Odd, Annie thought as she watched Fourcade watch the night, these brief stretches of calm quiet that sometimes lay between them, as if they were old partners, old friends. Other moments the air around them crackled with electricity, sexuality, temper, suspicion. Volatile, unstable, like the atmosphere in a newly forming world. The description fit both Fourcade and whatever was growing between them.
"This is where you grew up," he said.
"Yeah. Once, when I was eight, I tied a rope to that corner post and tried to rappel down to the ground. I kicked in a screen down below and landed smack in the middle of a table of tourists from France."
He chuckled. "Destined for trouble from an early age."
His words brought an unexpected image of her mother, coming here alone and pregnant, never revealing to anyone the father of her child. She had been trouble from conception, apparently. Every once in a while she felt a pinch of guilt for that, even though she'd had no say in the matter. The pain bloomed quick and bright, like a drop of blood from the prick of a thorn.
Nick watched as melancholy came over her like a veil and wondered at its source, wondered if that source was the reason she preferred the surface to the depths of life. He felt a sadness at the sudden absence of her usual spark. Was it that surface light in her that attracted him or the reserves of strength she had yet to tap?
"Me, I grew up out that way," he said, pointing off to the southeast. "The middle of nowhere was the center of my world.
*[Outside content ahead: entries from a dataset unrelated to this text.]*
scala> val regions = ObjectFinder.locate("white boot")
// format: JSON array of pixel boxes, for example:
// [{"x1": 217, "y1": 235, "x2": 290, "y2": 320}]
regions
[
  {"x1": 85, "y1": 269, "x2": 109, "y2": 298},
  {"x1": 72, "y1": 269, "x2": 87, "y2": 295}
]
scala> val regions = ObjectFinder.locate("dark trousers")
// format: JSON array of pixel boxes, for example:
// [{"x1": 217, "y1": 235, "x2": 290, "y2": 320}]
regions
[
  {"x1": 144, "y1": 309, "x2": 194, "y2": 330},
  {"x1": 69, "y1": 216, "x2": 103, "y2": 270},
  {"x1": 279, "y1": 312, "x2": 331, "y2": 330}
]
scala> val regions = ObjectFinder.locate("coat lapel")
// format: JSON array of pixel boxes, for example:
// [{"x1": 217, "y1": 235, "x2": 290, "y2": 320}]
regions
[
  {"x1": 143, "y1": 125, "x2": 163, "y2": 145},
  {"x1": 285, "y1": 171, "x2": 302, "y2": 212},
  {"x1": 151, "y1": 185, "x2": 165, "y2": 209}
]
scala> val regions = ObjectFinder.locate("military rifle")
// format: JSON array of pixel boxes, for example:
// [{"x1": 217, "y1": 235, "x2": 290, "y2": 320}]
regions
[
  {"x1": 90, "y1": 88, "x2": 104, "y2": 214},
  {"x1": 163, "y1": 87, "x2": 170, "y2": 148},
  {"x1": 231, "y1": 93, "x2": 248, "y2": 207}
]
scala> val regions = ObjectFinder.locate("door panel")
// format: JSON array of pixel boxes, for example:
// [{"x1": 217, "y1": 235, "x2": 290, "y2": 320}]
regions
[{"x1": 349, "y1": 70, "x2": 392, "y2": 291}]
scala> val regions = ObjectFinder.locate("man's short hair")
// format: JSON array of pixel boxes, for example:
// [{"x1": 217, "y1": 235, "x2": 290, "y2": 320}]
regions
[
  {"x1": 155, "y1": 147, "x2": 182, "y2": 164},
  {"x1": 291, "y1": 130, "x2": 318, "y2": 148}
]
At least until I was twelve."
Annie was surprised that he had offered the information. She tried to picture him as a carefree swamp kid, but couldn't.
"How did you go from there to here?" she asked.
The expression in his eyes turned remote and reflective. His voice sounded road-weary. "The long way."
"I actually thought you might have died last night," she admitted belatedly.
"Disappointed?"
"No."
"Some folks would be. Marcotte, Renard, Smith Pritchett." He thought back to the comment Stokes had made that afternoon. "What about Mr. Doucet with the DA's office?"